Dipl.-Finanzwirt Arthur Röck
Durch den zum 1.1.2020 weggefallenen § 25d UStG sollte die Haftung auf Fälle beschränkt werden, in denen vorsätzlich im Rahmen einer Steuerhinterziehung (insbesondere im Rahmen organisierter Kriminalität) Vorsteuern erschlichen werden sollten. § 25d UStG hat sich weitgehend mit der Haftung als Teilnehmer an einer Steuerhinterziehung gedeckt, sodass er zum 1.1.2020 durch § 25f UStG ersetzt wurde. Der Haftungstatbestand des § 25d UStG sollte der Bekämpfung des Umsatzsteuerbetrugs dienen (insbesondere in Form von sog. Karussellgeschäften). Dabei stellen in Absprache mit Hintermännern sog. "Strohmänner" mit Absicht über nicht erbrachte Leistungen Rechnungen mit Umsatzsteuer aus, um dem Rechnungsempfänger den Vorsteuerabzug zu ermöglichen. Der Rechnungsaussteller beabsichtigt aber – zum Schaden des Fiskus – von vornherein nicht, die ausgewiesene und geschuldete Steuer zu entrichten.
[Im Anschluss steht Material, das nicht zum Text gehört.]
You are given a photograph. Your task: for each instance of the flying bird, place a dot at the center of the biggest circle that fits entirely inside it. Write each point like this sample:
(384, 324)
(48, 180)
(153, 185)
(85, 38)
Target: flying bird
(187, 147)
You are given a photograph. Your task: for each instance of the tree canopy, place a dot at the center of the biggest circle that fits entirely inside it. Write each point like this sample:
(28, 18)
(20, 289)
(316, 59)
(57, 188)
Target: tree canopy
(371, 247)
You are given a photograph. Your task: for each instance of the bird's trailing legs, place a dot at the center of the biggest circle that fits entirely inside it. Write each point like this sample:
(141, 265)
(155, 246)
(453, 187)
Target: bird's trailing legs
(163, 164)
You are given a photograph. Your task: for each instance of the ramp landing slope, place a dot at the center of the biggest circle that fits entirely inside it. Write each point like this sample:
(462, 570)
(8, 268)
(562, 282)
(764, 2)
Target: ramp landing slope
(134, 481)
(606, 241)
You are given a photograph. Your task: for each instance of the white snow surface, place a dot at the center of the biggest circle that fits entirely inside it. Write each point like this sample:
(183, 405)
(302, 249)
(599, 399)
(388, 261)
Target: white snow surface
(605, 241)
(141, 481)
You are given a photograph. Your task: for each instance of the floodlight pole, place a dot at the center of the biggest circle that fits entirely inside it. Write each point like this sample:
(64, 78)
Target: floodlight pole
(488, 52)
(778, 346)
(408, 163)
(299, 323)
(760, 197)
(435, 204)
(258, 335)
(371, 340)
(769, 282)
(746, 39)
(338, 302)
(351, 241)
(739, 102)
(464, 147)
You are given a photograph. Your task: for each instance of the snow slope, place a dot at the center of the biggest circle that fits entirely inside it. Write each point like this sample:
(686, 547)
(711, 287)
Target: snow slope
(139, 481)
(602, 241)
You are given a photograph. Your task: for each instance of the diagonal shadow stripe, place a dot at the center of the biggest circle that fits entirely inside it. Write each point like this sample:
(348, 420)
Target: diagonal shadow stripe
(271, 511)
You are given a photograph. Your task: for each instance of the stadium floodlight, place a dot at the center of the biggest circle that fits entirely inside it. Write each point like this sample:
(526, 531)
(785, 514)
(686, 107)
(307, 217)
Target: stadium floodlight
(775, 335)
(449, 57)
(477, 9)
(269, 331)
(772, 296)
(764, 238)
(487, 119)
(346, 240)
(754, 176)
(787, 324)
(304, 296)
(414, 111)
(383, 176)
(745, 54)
Vorsteuerbetrug bei Karussellgeschäften
Die A-GmbH machte den Vorsteuerabzug aus von der B-GmbH "angeschafften" Maschinen geltend. Die Steuerfahndung hatte u. a. festgestellt:
- Der Geschäftsführer der A-GmbH erhielt von "Anderen" jeweils die zu bestellende Marke, Menge und Preis "vorgegeben" und dass die Maschinen von der B-GmbH zu bestellen seien.
- Die B-GmbH hatte die für 4.490 EUR bezogenen Maschinen unter Wert für 4.200 EUR an die A-GmbH "weitergeliefert", die selbst für 4.300 EUR "weiterlieferte". Die Maschinen wurden "rechnungsmäßig" von England nach Deutschland und dann wieder "zurück geliefert" (sog. Umsatzsteuerkarussell). Die Geschäfte der A-GmbH entwickelten sich "aus dem Nichts heraus" zu Millionenumsätzen. Am angegebenen Geschäftssitz der B-GmbH war ein Serviceunternehmen tätig, das die Post an ein anderes Serviceunternehmen weiterleitete. Die B-GmbH gab beim Finanzamt gar keine oder Voranmeldungen mit 0 EUR ab.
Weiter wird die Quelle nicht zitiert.